Soit, we zijn eraan begonnen, en we gaan door.
Ik ben aan ’t rijden en zie in een scherpe bocht Bart staan, wanneer ik in de bocht zit denk ik Bart te horen die achter me aan vertrekt. Aangezien ik rechtsta kan ik niet in m’n spiegels kijken, op dit stuk piste wil ik zelfs niet in m’n spiegels kijken, vooruit, volop geconcentreerd, ik durf niet stoppen uit vrees dat ik niet meer weg zou geraken.
Het gaat steil omhoog en de weg ligt bezaaid met vuistgrote stenen over de complete breedte en voor zover ik in de lengte kan zien. Doorrijden dus, niet stoppen, verkrampte vingers van m’n stuur vast te houden, niet stoppen, fok zeg, dit is verdomme echt wel zware toebak, en ik zit dan nog op de lichtste GS van den hoop.
Na enkele km’s kom ik aan een makkelijker stuk, ’t zal gaan tijd worden, ik voel m’n vingers niet meer. Wanneer ik stop en achterom kijk zie ik niemand
WTF, ik dacht echt dat Bart achter me aan volgde. Ik zie ‘m staan, een heel stuk achter me, met Shulty en Frank bij hem.

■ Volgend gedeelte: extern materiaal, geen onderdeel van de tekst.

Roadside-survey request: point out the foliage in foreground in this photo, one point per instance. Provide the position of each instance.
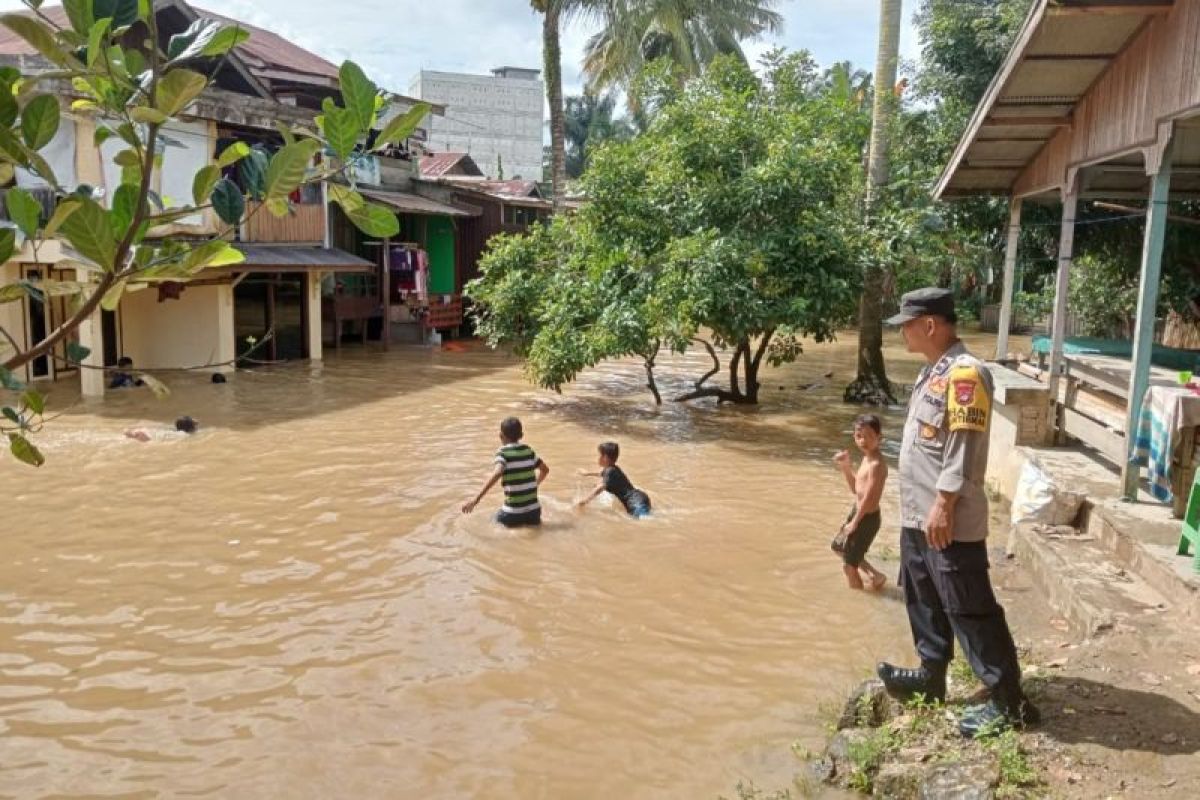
(731, 218)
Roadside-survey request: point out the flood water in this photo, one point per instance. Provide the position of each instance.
(291, 605)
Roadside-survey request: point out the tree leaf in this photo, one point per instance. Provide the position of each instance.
(160, 389)
(10, 380)
(64, 210)
(288, 168)
(90, 230)
(148, 115)
(34, 401)
(7, 244)
(23, 450)
(228, 202)
(340, 127)
(77, 353)
(40, 121)
(24, 210)
(178, 89)
(375, 220)
(203, 182)
(233, 154)
(402, 126)
(123, 12)
(358, 95)
(41, 38)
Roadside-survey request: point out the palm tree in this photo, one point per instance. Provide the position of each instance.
(689, 32)
(871, 382)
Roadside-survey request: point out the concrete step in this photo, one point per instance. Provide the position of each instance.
(1081, 581)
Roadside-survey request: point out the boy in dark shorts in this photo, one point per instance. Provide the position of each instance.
(612, 480)
(863, 523)
(520, 471)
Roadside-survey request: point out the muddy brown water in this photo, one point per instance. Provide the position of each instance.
(289, 603)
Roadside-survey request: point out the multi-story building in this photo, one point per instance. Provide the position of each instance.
(497, 119)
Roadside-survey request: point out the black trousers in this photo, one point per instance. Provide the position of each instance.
(948, 594)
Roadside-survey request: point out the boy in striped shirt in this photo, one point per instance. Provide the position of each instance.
(520, 473)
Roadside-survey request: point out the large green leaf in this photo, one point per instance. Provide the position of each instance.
(24, 450)
(40, 121)
(178, 89)
(41, 38)
(402, 126)
(228, 202)
(375, 220)
(90, 230)
(24, 210)
(7, 244)
(123, 12)
(359, 95)
(205, 180)
(340, 127)
(288, 168)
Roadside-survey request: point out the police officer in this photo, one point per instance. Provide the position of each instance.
(943, 552)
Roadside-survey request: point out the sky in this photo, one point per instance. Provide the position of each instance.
(395, 38)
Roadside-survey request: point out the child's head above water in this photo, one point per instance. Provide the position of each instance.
(868, 432)
(610, 451)
(511, 431)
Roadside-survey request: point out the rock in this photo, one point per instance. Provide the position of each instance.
(961, 781)
(899, 781)
(868, 707)
(823, 770)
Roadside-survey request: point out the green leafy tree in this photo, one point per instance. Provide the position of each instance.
(132, 82)
(726, 222)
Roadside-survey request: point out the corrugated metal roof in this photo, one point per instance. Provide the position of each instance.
(291, 258)
(408, 203)
(1063, 47)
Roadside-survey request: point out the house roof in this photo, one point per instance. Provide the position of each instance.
(1063, 48)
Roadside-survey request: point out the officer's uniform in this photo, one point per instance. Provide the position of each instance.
(948, 593)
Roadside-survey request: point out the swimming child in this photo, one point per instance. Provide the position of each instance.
(516, 465)
(863, 523)
(612, 480)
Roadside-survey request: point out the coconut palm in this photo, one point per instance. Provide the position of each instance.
(689, 32)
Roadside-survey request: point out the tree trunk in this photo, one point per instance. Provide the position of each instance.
(552, 55)
(871, 383)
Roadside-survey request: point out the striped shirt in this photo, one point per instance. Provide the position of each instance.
(520, 480)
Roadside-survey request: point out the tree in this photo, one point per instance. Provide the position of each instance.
(871, 382)
(589, 124)
(690, 34)
(727, 220)
(132, 84)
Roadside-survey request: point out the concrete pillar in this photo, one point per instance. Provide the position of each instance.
(1147, 310)
(312, 290)
(1066, 253)
(1006, 304)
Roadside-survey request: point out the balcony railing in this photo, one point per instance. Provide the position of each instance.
(304, 223)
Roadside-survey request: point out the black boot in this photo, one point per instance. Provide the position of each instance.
(1006, 709)
(905, 684)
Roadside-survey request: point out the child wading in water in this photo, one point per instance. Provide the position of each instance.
(520, 471)
(612, 480)
(863, 523)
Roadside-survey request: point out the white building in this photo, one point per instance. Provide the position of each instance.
(497, 119)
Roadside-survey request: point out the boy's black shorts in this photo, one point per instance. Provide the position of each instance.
(853, 548)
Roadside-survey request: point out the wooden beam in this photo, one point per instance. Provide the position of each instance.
(1006, 302)
(1026, 121)
(1147, 308)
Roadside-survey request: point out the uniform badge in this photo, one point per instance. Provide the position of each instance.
(969, 404)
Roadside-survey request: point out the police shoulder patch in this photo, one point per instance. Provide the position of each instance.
(967, 401)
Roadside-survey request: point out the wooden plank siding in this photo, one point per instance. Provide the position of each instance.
(1153, 80)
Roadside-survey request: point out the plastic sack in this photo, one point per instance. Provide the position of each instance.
(1038, 500)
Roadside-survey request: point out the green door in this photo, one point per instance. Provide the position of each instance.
(439, 244)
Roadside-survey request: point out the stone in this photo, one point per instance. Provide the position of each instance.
(868, 707)
(961, 781)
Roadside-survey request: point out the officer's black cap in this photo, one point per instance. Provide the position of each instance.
(925, 302)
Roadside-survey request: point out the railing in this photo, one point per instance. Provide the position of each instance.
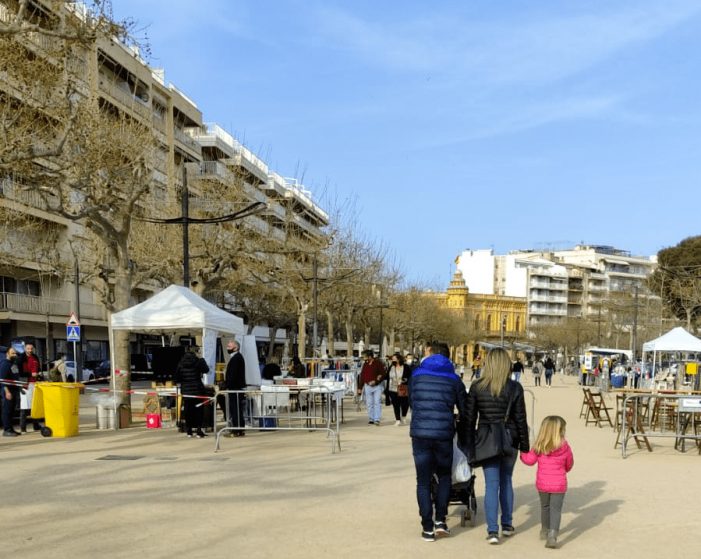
(15, 190)
(182, 137)
(34, 304)
(314, 406)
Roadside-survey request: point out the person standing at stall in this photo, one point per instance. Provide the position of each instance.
(190, 371)
(371, 386)
(398, 389)
(29, 368)
(235, 379)
(9, 392)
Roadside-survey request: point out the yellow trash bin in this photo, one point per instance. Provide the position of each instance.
(58, 403)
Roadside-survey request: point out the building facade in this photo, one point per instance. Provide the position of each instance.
(35, 302)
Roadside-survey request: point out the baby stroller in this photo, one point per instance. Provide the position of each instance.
(461, 494)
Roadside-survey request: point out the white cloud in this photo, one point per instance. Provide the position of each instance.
(498, 52)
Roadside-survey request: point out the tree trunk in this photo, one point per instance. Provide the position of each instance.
(330, 348)
(122, 355)
(302, 334)
(272, 330)
(349, 338)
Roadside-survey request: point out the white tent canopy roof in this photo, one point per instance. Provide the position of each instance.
(177, 308)
(676, 339)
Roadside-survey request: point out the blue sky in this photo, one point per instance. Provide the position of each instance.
(456, 124)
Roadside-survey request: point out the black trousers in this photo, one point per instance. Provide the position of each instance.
(399, 403)
(193, 414)
(551, 510)
(236, 408)
(8, 407)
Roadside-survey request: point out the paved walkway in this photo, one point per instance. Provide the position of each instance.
(285, 495)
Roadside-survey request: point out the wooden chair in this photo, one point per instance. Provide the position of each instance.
(634, 426)
(597, 411)
(585, 403)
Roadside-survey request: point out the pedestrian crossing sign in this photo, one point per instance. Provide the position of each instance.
(73, 333)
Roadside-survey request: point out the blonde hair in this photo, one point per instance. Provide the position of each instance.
(495, 371)
(551, 435)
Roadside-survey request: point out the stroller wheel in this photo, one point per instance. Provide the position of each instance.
(473, 510)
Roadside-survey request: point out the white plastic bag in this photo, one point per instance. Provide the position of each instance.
(461, 469)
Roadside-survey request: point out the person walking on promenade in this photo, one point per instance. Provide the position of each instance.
(434, 393)
(398, 389)
(549, 370)
(494, 399)
(189, 372)
(235, 379)
(554, 458)
(537, 371)
(517, 370)
(370, 385)
(476, 367)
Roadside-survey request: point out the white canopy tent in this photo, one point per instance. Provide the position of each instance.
(177, 309)
(676, 339)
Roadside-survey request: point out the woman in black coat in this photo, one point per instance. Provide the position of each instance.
(489, 399)
(190, 371)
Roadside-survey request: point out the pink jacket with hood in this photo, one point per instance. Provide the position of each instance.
(552, 468)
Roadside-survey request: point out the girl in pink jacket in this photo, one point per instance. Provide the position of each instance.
(554, 458)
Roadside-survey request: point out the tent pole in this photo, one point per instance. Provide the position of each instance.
(113, 376)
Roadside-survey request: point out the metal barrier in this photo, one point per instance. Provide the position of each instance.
(316, 407)
(685, 416)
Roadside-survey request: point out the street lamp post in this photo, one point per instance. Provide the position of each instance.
(503, 328)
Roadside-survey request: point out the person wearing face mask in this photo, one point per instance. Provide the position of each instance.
(370, 385)
(398, 389)
(9, 392)
(235, 379)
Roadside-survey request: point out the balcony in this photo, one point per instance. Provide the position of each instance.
(13, 189)
(32, 304)
(121, 93)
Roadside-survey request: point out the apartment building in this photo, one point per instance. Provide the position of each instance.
(559, 284)
(34, 302)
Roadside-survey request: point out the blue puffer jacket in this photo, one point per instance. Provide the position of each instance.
(434, 392)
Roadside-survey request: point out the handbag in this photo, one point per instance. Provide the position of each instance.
(494, 440)
(461, 471)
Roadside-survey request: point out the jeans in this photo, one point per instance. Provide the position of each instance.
(549, 377)
(499, 491)
(432, 456)
(551, 510)
(373, 400)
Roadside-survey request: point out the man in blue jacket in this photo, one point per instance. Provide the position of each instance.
(434, 393)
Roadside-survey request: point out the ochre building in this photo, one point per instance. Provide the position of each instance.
(488, 319)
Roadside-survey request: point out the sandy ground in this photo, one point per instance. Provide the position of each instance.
(286, 495)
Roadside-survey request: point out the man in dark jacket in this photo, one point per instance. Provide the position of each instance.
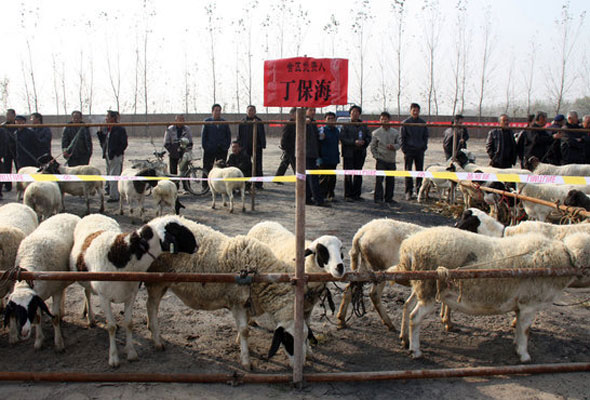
(414, 145)
(288, 146)
(537, 142)
(354, 139)
(113, 140)
(215, 139)
(245, 134)
(76, 142)
(500, 145)
(27, 145)
(9, 152)
(572, 142)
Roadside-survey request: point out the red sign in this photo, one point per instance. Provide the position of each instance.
(305, 82)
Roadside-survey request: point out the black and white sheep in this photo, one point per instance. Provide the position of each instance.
(219, 253)
(42, 250)
(100, 246)
(452, 248)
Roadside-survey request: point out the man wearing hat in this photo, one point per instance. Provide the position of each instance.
(113, 140)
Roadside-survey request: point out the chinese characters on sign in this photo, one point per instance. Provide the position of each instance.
(305, 82)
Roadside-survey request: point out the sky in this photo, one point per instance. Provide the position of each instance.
(83, 54)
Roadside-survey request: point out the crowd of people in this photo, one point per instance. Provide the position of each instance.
(327, 145)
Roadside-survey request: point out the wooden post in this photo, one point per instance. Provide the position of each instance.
(300, 244)
(254, 170)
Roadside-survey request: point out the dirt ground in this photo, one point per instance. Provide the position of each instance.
(199, 341)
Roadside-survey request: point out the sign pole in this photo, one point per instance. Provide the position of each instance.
(299, 245)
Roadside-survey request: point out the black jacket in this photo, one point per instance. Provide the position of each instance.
(113, 142)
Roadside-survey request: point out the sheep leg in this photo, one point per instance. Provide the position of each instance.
(155, 294)
(403, 334)
(524, 320)
(375, 296)
(343, 310)
(56, 310)
(241, 318)
(39, 337)
(112, 330)
(128, 325)
(422, 309)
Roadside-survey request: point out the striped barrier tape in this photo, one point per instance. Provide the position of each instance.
(470, 176)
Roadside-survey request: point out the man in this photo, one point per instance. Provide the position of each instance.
(354, 139)
(329, 155)
(572, 142)
(27, 145)
(414, 145)
(76, 142)
(239, 159)
(245, 134)
(172, 138)
(538, 143)
(288, 146)
(9, 152)
(386, 141)
(460, 132)
(215, 139)
(113, 140)
(501, 145)
(44, 136)
(313, 194)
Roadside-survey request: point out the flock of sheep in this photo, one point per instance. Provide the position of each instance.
(172, 243)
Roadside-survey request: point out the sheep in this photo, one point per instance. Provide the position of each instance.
(548, 192)
(220, 254)
(166, 192)
(85, 188)
(477, 221)
(134, 191)
(104, 248)
(375, 247)
(22, 185)
(42, 250)
(44, 198)
(453, 248)
(224, 187)
(325, 251)
(19, 216)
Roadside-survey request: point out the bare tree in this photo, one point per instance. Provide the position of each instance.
(360, 29)
(212, 27)
(431, 11)
(560, 81)
(398, 10)
(529, 75)
(331, 29)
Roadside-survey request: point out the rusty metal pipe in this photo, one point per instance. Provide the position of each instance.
(282, 277)
(239, 378)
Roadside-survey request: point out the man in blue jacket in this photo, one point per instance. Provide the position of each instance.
(414, 145)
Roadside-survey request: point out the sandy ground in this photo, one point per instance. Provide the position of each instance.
(200, 341)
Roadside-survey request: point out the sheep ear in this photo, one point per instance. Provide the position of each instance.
(277, 338)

Wanneer ik goed kijk zie ik Shulty met Bart z’n 1150GSA de piste omhoog rijden, na halverwege tot waar ik sta gereden te hebben stopt Shulty. Bart gaat te voet naar boven, Shulty gaat terug tot aan zijn GS, en rijdt als laatste de piste voor de tweede keer omhoog. Bart komt samen met Frank tot bij mij gereden, ik vertel dat ik dacht dat Bart achter me zat, en dat ik zelf niet durfde stoppen. Bart heeft een slechte dag, hij heeft ab-so-luut geen vertrouwen in z’n eigen kunnen en voelt zich hier als een vis op ’t droge. Hij zegt me dat hij ’t niet ziet zitten, en echt schrik heeft dat ’t vandaag slecht gaat aflopen. Zover laten we ’t met ons vieren evenwel niet komen, daar ben ik zeker van.
Op den duur komt Shulty tot bij ons gesukkeld, en we rijden verder in de hoop dat we ’t slechtste nu wel gehad hebben.
Tot aan de top is ’t min of meer te doen, veel stenen etc. maar nergens meer zo steil dat ’t een probleem wordt. Eens op de top worden we vergast op een fantastisch uitzicht over de Jbel Sahro, de bergketen die de scheiding vormt tussen de Vallée des Dades en de Sahara.
De piste gaat langzaam aan naar beneden, ruim breed voldoende maar nog altijd bezaaid met redelijke grove stenen. Op den duur komen er veel watergreppels op de piste te liggen, ’t wordt berekend rijden, een spoor volgen en weten wanneer je van spoor moet en kan wisselen.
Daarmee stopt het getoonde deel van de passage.